Sometimes services will try to apply a function to an event in an incompatible way, and an exception will be thrown. For example, you might choose the plus function to add 50 the value in key "score" of the event. If the event doesn’t have a value for that key, an exception will be thrown. Exceptions do not stop the deployment from proceeding. Each exception (up to 100) will be logged on the right side of the deployment screen, denoting the type of exception, the event that caused the exception, and it’s stacktrace. This information can be used to debug what went wrong, and you might modify and rebuild your deployment in response.

Metrics

Each running deployment maintains a set of metrics about how many events are being processed, and how latent they are. Pyroclast exposes the amount of records being received in the input step per second, the amount of records either being aggregated or output per second, and the 90th percentile of latency in milliseconds that it took each event to fully makes its way through all the steps.

Activating & Upgrading

After designing a service, the next thing you’ll want to do is launch it. Choose "Commit" in the upper right hand corner of the editing screen, then click on the Deployments bar the bottom of the screen. This will drop up a list of deployments that can be activated or upgraded. Before a deployment can take place, the service must be committed, and it must be in a valid state. If the service is invalid or has not been committed, the buttons will be disabled.

Choose "activate" (if this is the first time this deployment will run) or "upgrade" (available if this deployment had already been started). A modal will pop up confirming that you are clear for launch. You may either rebuild state, or resume from the last place this deployment left off - depending on the circumstances.
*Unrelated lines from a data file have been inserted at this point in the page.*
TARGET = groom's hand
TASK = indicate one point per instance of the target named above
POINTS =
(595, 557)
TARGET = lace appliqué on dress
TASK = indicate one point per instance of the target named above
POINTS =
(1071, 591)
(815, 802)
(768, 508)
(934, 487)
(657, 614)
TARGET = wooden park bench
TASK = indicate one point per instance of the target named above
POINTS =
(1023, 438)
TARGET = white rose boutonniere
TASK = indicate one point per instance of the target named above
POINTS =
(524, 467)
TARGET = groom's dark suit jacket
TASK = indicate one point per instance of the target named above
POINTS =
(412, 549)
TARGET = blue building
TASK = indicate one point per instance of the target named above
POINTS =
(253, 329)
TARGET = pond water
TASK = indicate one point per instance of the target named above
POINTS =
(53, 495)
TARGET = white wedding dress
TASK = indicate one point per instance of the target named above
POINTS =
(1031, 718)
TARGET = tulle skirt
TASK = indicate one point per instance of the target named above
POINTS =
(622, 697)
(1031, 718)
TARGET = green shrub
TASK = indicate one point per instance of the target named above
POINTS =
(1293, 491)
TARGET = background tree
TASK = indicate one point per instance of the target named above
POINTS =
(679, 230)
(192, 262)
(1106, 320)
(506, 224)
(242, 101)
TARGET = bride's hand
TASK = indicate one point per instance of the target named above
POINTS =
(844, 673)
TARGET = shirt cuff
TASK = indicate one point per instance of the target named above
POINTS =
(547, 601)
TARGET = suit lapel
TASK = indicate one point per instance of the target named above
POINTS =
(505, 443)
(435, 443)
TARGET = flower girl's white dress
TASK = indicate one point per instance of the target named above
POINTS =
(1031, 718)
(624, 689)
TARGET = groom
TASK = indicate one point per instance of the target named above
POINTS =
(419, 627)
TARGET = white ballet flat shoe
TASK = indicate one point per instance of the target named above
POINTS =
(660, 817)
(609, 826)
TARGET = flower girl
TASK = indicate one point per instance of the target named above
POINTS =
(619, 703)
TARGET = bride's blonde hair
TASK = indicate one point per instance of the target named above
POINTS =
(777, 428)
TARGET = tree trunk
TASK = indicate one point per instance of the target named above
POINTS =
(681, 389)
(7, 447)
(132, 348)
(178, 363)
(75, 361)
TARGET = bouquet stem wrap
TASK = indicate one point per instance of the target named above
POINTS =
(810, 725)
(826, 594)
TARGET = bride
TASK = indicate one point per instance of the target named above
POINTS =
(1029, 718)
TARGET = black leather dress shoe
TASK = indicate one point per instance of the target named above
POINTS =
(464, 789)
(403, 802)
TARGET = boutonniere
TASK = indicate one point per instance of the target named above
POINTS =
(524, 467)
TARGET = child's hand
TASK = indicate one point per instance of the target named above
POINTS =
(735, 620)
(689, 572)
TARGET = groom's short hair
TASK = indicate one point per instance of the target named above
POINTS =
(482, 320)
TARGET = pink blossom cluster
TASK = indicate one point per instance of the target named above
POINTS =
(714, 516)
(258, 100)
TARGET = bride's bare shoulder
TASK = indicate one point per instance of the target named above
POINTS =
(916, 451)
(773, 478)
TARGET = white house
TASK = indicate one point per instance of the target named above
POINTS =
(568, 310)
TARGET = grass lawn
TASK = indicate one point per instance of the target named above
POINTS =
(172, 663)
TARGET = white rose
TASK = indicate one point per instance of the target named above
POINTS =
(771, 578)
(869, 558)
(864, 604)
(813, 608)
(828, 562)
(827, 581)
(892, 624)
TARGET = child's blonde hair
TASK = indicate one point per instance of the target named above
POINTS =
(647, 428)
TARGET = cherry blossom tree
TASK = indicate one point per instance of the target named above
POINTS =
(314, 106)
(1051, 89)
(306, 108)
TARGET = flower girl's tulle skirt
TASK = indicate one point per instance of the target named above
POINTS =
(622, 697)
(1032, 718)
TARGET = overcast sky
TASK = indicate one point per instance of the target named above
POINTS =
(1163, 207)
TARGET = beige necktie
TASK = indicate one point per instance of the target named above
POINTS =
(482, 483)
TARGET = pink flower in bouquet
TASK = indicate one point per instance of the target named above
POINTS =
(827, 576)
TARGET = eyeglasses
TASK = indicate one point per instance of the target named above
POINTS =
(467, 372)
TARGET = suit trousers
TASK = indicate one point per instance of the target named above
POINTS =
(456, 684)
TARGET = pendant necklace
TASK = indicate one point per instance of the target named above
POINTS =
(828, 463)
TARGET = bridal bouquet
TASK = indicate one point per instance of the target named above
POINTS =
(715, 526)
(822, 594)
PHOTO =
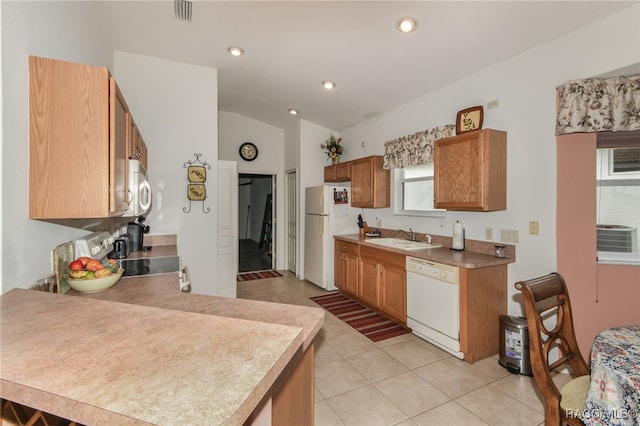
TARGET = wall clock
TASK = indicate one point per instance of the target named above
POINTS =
(248, 151)
(469, 119)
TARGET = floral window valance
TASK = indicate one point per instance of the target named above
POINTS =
(599, 105)
(414, 149)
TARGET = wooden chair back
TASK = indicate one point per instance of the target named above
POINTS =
(543, 297)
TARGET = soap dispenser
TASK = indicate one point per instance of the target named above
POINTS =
(458, 236)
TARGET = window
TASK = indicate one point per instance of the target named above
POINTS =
(413, 191)
(618, 198)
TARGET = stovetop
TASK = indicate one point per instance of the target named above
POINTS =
(150, 266)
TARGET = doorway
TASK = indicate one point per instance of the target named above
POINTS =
(255, 222)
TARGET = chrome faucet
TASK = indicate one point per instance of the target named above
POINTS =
(412, 236)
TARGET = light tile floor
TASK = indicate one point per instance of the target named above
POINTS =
(404, 380)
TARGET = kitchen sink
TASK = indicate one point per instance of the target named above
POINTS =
(399, 243)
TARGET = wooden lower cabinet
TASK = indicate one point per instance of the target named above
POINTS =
(346, 267)
(383, 282)
(393, 291)
(483, 298)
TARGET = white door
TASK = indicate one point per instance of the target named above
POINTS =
(227, 228)
(292, 222)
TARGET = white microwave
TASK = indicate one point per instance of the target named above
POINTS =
(139, 190)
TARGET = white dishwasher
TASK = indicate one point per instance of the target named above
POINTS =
(433, 303)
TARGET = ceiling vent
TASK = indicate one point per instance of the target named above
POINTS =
(182, 9)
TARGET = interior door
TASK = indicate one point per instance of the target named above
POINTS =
(292, 223)
(227, 228)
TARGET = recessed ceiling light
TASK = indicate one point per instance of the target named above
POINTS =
(406, 25)
(235, 51)
(328, 84)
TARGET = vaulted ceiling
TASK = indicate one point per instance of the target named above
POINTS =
(291, 47)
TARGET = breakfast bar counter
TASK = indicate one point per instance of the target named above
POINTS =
(179, 359)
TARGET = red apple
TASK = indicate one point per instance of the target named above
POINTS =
(76, 265)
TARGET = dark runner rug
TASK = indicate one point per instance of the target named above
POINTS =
(259, 275)
(366, 321)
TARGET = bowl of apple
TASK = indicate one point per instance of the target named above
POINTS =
(88, 275)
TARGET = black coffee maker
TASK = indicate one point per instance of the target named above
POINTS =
(135, 232)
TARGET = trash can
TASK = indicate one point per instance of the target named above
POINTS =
(514, 345)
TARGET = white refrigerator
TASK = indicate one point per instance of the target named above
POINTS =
(327, 213)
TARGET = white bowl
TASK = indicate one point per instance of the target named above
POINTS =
(96, 284)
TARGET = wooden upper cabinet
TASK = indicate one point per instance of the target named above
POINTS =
(340, 172)
(78, 154)
(470, 171)
(370, 183)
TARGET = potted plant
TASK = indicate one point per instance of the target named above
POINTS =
(333, 149)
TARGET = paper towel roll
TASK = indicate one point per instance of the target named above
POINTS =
(458, 236)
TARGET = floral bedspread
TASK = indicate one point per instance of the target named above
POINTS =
(614, 392)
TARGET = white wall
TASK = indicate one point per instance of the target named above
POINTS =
(65, 30)
(177, 121)
(525, 86)
(236, 129)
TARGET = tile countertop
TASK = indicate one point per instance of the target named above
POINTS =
(163, 291)
(159, 357)
(465, 259)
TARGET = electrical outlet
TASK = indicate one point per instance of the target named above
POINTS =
(488, 233)
(534, 227)
(495, 103)
(509, 236)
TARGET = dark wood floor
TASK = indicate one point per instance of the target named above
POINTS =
(251, 258)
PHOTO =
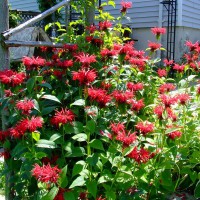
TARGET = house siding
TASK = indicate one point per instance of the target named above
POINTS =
(143, 13)
(25, 5)
(190, 13)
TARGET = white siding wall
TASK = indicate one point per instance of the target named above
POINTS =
(144, 13)
(27, 5)
(191, 13)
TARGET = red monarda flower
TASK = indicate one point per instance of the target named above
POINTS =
(140, 156)
(137, 105)
(8, 93)
(175, 134)
(168, 62)
(4, 135)
(63, 117)
(183, 98)
(12, 78)
(25, 106)
(179, 68)
(135, 86)
(145, 127)
(168, 100)
(105, 25)
(154, 46)
(122, 97)
(91, 28)
(84, 77)
(162, 73)
(166, 87)
(191, 46)
(126, 139)
(138, 62)
(65, 64)
(99, 95)
(70, 47)
(106, 53)
(159, 111)
(5, 154)
(86, 59)
(33, 63)
(46, 173)
(158, 31)
(125, 6)
(117, 128)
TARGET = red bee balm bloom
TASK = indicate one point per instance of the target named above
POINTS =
(145, 127)
(135, 86)
(168, 100)
(86, 59)
(63, 117)
(122, 97)
(12, 78)
(162, 72)
(183, 98)
(137, 105)
(166, 87)
(125, 5)
(33, 63)
(46, 173)
(105, 25)
(179, 68)
(25, 106)
(174, 134)
(84, 76)
(140, 156)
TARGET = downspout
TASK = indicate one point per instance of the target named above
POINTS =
(160, 22)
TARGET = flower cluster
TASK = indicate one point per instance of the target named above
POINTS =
(46, 173)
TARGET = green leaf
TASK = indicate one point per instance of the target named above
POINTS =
(197, 190)
(96, 144)
(92, 187)
(110, 195)
(63, 181)
(79, 102)
(91, 126)
(55, 136)
(40, 155)
(81, 137)
(166, 178)
(36, 136)
(51, 97)
(76, 152)
(92, 160)
(30, 84)
(47, 85)
(69, 196)
(47, 110)
(78, 167)
(79, 181)
(51, 195)
(46, 144)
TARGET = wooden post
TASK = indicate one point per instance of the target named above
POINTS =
(90, 12)
(5, 64)
(4, 25)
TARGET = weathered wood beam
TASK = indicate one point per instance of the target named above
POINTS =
(4, 25)
(16, 43)
(32, 21)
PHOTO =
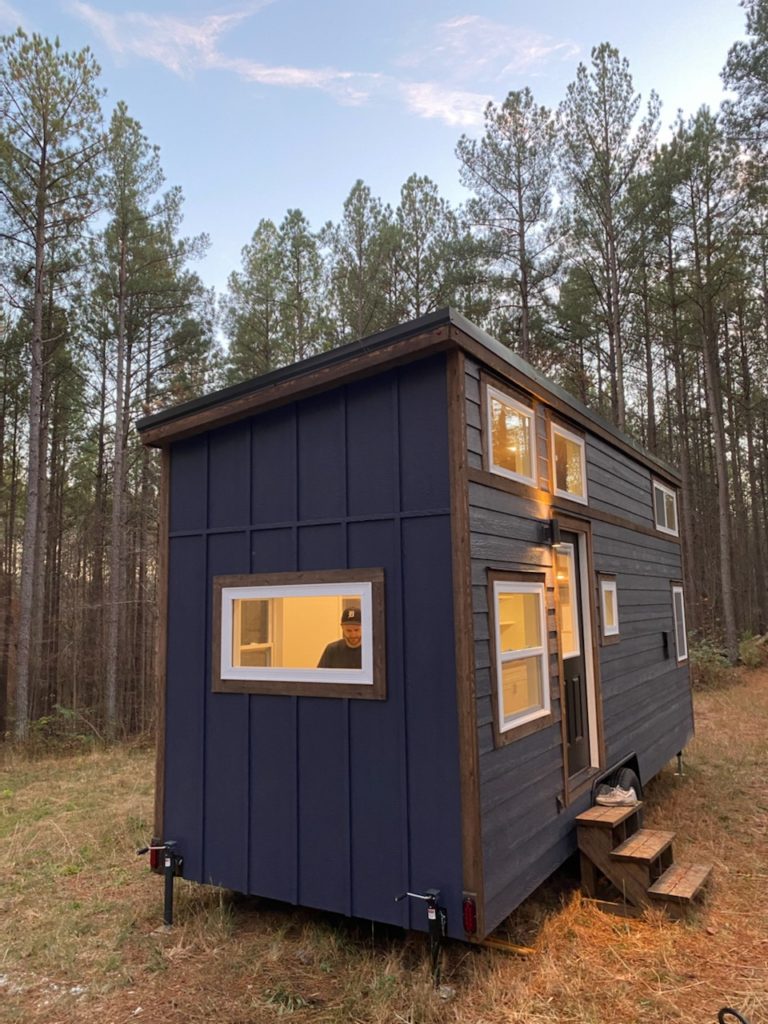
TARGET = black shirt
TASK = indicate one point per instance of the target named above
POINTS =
(340, 655)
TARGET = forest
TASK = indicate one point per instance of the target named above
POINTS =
(627, 262)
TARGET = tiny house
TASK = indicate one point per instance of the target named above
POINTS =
(507, 566)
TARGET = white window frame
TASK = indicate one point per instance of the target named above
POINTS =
(681, 656)
(364, 675)
(518, 587)
(663, 527)
(608, 587)
(506, 399)
(570, 436)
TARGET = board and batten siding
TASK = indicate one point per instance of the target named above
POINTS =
(333, 803)
(646, 695)
(526, 833)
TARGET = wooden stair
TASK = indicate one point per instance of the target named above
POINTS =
(637, 862)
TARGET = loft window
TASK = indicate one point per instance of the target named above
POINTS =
(681, 637)
(512, 437)
(608, 608)
(569, 464)
(665, 508)
(522, 675)
(303, 634)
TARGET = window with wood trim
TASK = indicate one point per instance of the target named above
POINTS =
(301, 633)
(665, 508)
(569, 464)
(511, 433)
(608, 608)
(520, 634)
(681, 635)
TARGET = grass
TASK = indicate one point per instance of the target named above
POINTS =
(79, 914)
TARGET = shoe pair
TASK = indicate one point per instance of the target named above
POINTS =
(615, 796)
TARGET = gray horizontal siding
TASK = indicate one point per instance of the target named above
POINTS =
(645, 697)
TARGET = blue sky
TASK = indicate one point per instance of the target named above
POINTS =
(261, 105)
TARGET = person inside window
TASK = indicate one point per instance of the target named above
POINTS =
(347, 652)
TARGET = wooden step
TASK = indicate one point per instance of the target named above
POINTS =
(605, 817)
(643, 847)
(681, 883)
Rebuilding state from scratch

A deployment can always launch and rebuild its state, representing aggregates, from scratch. Rebuilding will begin this deployment at the very first event the input topic has received. You’d usually choose this option if you’re making a correction to an existing service that had been deployed.

Resuming a deployment

The other option that can be chosen is to resume this deployment. Resuming will pick back up from the last point where this deployment stopped processing. Pyroclast will only let you resume when it’s safe to do so. This button will be disabled if you changed any property that would cause an aggregate to be computed in a different way that would make it inconsistent with how it previously operated. This option is handy for avoiding recomputing the entire stream of records in a topic when picking back up from the last record would work just as well.